Seventeen Chief Medical Officers came together to discuss new legislation which would have serious impacts on the health care field during the University of Kansas Health System conference call on Wednesday, Jan. 26.

The group discussed Kansas Senate Bill 381, which would require pharmacists to fill any prescription for off-label use of a drug.

For example, using ivermectin to treat COVID-19.

Medical professionals within the KU Health System said they sent a letter to Chairman Richard Hilderbrand and members of the Public Health and Welfare Committee to oppose the move.

Dr. Steve Stites, CMO at KU Health, said articles that originally supported ivermectin and hydroxychloroquine had to be retracted for falsifying information.

“You can write off-label medications when there’s medical evidence that supports its use,” Stites said.

Dr. Dana Hawkinson, KU Health’s medical director of Infection Prevention and Control, raised questions of the legitimacy of the certification of those who are for the legislation.

“I’m not aware that any of those people wanting to do this are board-certified infectious disease specialists, pharmacologists, virologists or immunologists,” said Hawkinson.

He continued to state that evidence medicine rather than opinion-based medicine is best for everyone.

“I’m baffled at the intrusion to practicing medicine,” said Dr. Robert Freelove, CMO of Salina Regional Health Center. “That’s a pretty slippery slope to a pretty dangerous place.”

“If we’re going to require something, why not require something that we know works, like vaccines,” Dr. Freelove continued.

Dr. Kevin Dishman, CMO of Stormont Vail Health in Topeka said the bill should be concerning as it infringes upon the patient-physician relationship.

“The patient-physician relationship is sacred,” Dishman said. “To try to circumvent that process through mandation, through state law, is very concerning to me, and I believe it should be concerning to all physicians in the state of Kansas.”

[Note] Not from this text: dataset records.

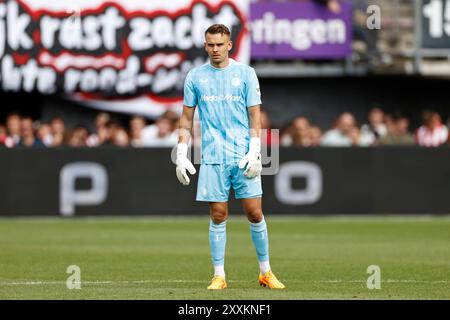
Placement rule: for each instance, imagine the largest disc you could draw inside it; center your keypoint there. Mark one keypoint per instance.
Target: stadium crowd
(380, 129)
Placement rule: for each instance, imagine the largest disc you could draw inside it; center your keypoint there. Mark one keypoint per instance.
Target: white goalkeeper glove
(183, 164)
(252, 160)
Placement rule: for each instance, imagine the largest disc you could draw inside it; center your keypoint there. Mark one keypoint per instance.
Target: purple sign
(300, 30)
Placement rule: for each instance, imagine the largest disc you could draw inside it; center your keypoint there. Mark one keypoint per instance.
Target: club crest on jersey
(236, 82)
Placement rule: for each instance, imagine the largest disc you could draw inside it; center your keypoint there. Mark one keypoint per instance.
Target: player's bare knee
(219, 214)
(255, 216)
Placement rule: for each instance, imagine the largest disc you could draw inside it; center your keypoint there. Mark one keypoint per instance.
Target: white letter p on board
(69, 196)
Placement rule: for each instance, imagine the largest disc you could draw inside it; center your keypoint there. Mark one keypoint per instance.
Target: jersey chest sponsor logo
(221, 97)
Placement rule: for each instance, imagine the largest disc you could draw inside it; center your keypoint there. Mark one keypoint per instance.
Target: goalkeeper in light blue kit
(228, 98)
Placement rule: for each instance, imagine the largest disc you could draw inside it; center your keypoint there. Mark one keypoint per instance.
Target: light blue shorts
(215, 181)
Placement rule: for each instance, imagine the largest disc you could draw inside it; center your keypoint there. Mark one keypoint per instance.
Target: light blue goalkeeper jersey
(223, 96)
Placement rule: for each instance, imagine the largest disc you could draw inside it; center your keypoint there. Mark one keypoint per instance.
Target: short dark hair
(218, 28)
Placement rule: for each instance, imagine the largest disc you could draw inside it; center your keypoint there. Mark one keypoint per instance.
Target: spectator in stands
(58, 130)
(376, 128)
(397, 132)
(13, 127)
(27, 137)
(44, 133)
(121, 138)
(102, 132)
(137, 124)
(433, 132)
(343, 134)
(315, 135)
(78, 137)
(162, 133)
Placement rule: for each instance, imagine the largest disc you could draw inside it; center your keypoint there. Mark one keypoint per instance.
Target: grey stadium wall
(114, 181)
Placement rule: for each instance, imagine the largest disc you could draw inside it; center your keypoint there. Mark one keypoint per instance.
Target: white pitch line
(44, 282)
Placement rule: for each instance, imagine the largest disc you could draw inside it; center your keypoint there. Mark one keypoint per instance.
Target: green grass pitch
(168, 258)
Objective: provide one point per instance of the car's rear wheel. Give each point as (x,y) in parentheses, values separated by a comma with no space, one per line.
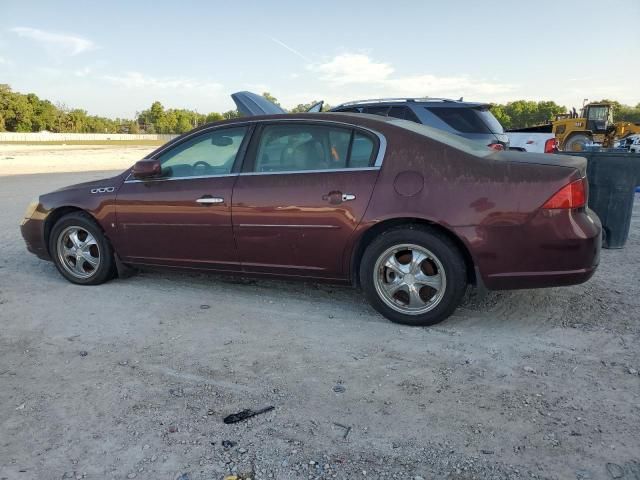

Dr. Jennifer Schrimsher, an infectious disease physician at LMH Health and deputy public health officer for Douglas County, said pharmacists are a safety net for patients, and the bill could take that away.

“If I prescribe something that has a critical drug interaction with medication that I had no idea that patient was on, the pharmacist is the last line of protection for that patient,” said Schrimsher.

Senate Bill 381 was introduced on Monday, Jan. 24, and was referred to the Committee on Public Health and Welfare on Tuesday.